December 16, 2016

Aleppo, Syria

Aleppo, Syria

Source: Bigstock

In this world, it is often dangerous to be an enemy of the United States, said Henry Kissinger in 1968, but to be a friend is fatal.

The South Vietnamese would come to appreciate the insight.

So it is today with Aleppo, where savage reprisals against U.S.-backed rebels are taking place in that hellhole of human rights.

Yet, again, the wrong lessons are being drawn from the disaster.

According to The Washington Post, the bloodbath is a result of a U.S. failure to intervene more decisively in Syria’s civil war: “Aleppo represents a meltdown of the West’s moral and political will—and … a collapse of U.S. leadership.

“By refusing to intervene against the Assad regime’s atrocities, or even to enforce the ‘red line’ he declared on the use of chemical weapons, President Obama created a vacuum that was filled by Vladimir Putin and Iran’s Revolutionary Guard.”

But the blunder was not in staying out of Syria’s civil war, but in going in.
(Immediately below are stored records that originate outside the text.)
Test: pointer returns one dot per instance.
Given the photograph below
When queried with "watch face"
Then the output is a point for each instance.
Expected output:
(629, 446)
Aleppo is a bloodbath born of interventionism.

“Aleppo is a bloodbath born of interventionism.”

On Aug. 18, 2011, President Obama said, “For the sake of the Syrian people the time has come for President Assad to step aside.” Western leaders echoed the Obama—“Assad must go!”
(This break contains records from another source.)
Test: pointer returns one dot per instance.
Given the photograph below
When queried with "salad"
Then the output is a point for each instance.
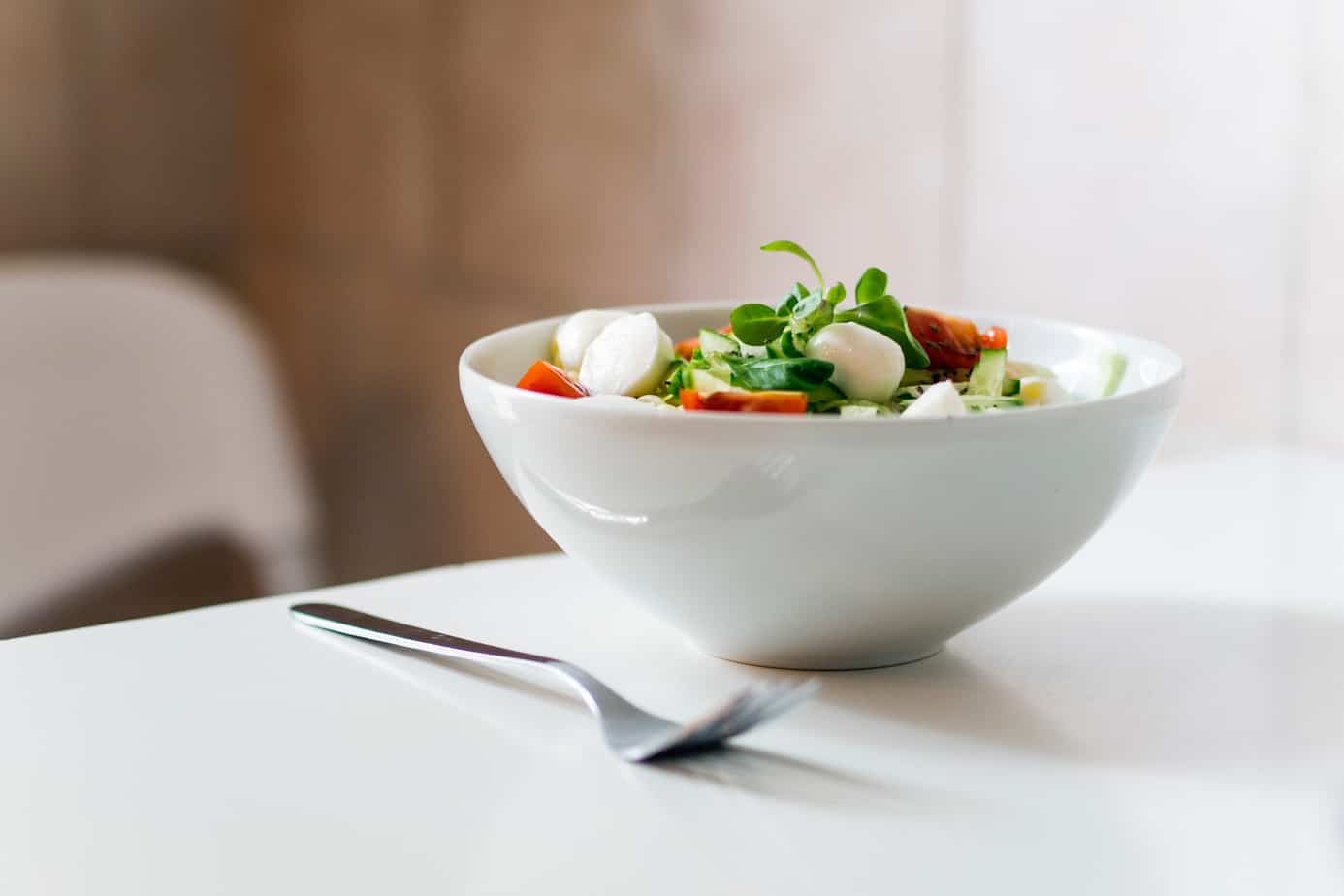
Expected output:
(812, 354)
Assad, however, declined to go, and crushed an Arab Spring uprising of the kind that had ousted Hosni Mubarak in Cairo. When the U.S. began to fund and train rebels to overthrow him, Assad rallied his troops and began bringing in allies—Hezbollah, Iran and Russia.

It was with their indispensable assistance that he recaptured Aleppo in the decisive battle of the war. And now America has lost credibility all over the Arab and Muslim world.

How did this debacle come about?

First, in calling for the overthrow of Bashar Assad, who had not attacked or threatened us, we acted not in our national interests, but out of democratist ideology. Assad is a dictator. Dictators are bad. So Assad must go.

Yet we had no idea who would replace him.

It soon became clear that Assad’s most formidable enemies, and probable successors, would be the al-Nusra Front, the Syrian branch of al-Qaida, or ISIS, then carrying out grisly executions in their base camp in Raqqa.

U.S. policy became to back the “good” rebels in Aleppo, bomb the “bad” rebels in Raqqa and demand that Assad depart. An absurd policy.

Nor had the American people been consulted.

After a decade of wars in Iraq and Afghanistan, they saw no U.S. vital interests at risk in who ruled Damascus, so long as it was not the terrorists of ISIS or al-Qaida.

Then came Obama’s “red line” warning: The U.S. would take military action if chemical weapons were used in Syria’s civil war.

What undercut this ultimatum was that Congress had never authorized the president to take military action against Syria, and the American people wanted to stay out of Syria’s civil war.